Il y a dans cet Évangile une parole de Jésus qui risque de passer inaperçue : « Il leur dit de la faire manger » (Mc 5,43). Oui, bien sûr, elle a besoin de reprendre des forces. Mais ce qu’il ne faut pas oublier, c’est que le Seigneur est venu nous ressusciter dans la foi. Il nous remet debout. Mais si nous voulons vivre de sa vie, nous devons nous nourrir de sa Parole et des sacrements. Si nous ne le faisons pas, la faiblesse reprendra le dessus et nous retomberons.

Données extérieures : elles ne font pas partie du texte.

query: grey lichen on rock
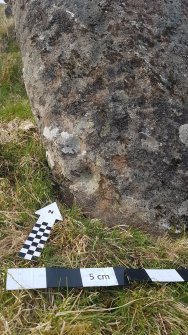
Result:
[13,0,188,234]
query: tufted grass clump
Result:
[0,6,188,335]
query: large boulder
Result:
[12,0,188,230]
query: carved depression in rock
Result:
[10,0,188,229]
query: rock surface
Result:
[10,0,188,234]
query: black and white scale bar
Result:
[6,267,188,290]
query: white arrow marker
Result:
[18,202,63,260]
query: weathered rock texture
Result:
[10,0,188,234]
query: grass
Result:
[0,6,188,335]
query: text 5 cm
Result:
[89,273,110,280]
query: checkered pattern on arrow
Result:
[18,222,52,260]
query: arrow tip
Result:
[35,202,63,221]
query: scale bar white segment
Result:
[6,268,47,290]
[145,269,184,283]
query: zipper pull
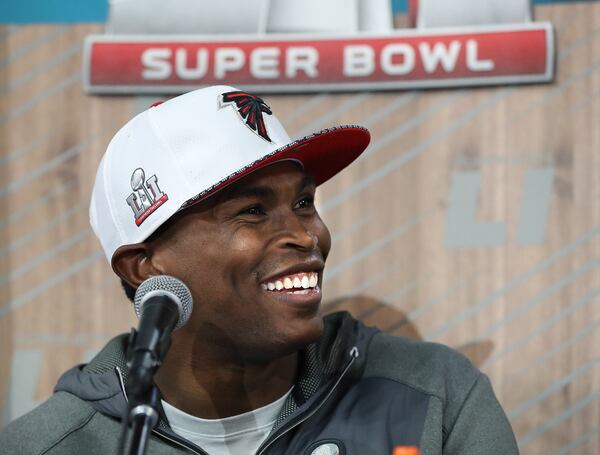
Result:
[392,446,421,455]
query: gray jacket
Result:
[0,313,518,455]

Le grand désir du Seigneur, c’est que nous soyons réveillés de notre médiocrité, de notre égoïsme et de notre désespérance. Il veut tous nous associer à sa mission. En nous nourrissant de sa Parole et de son Eucharistie, il veut nous donner le dynamisme qui transforme les « sauvés » en « sauveurs ». Avec lui, nous pourrons entraîner les malades vers la Source de Vie. Et comme lui, nous tendrons les mains vers les endormis pour les aider à se lever et à marcher. Ils pourront ainsi aller à la rencontre de Celui qui est la vie et la résurrection.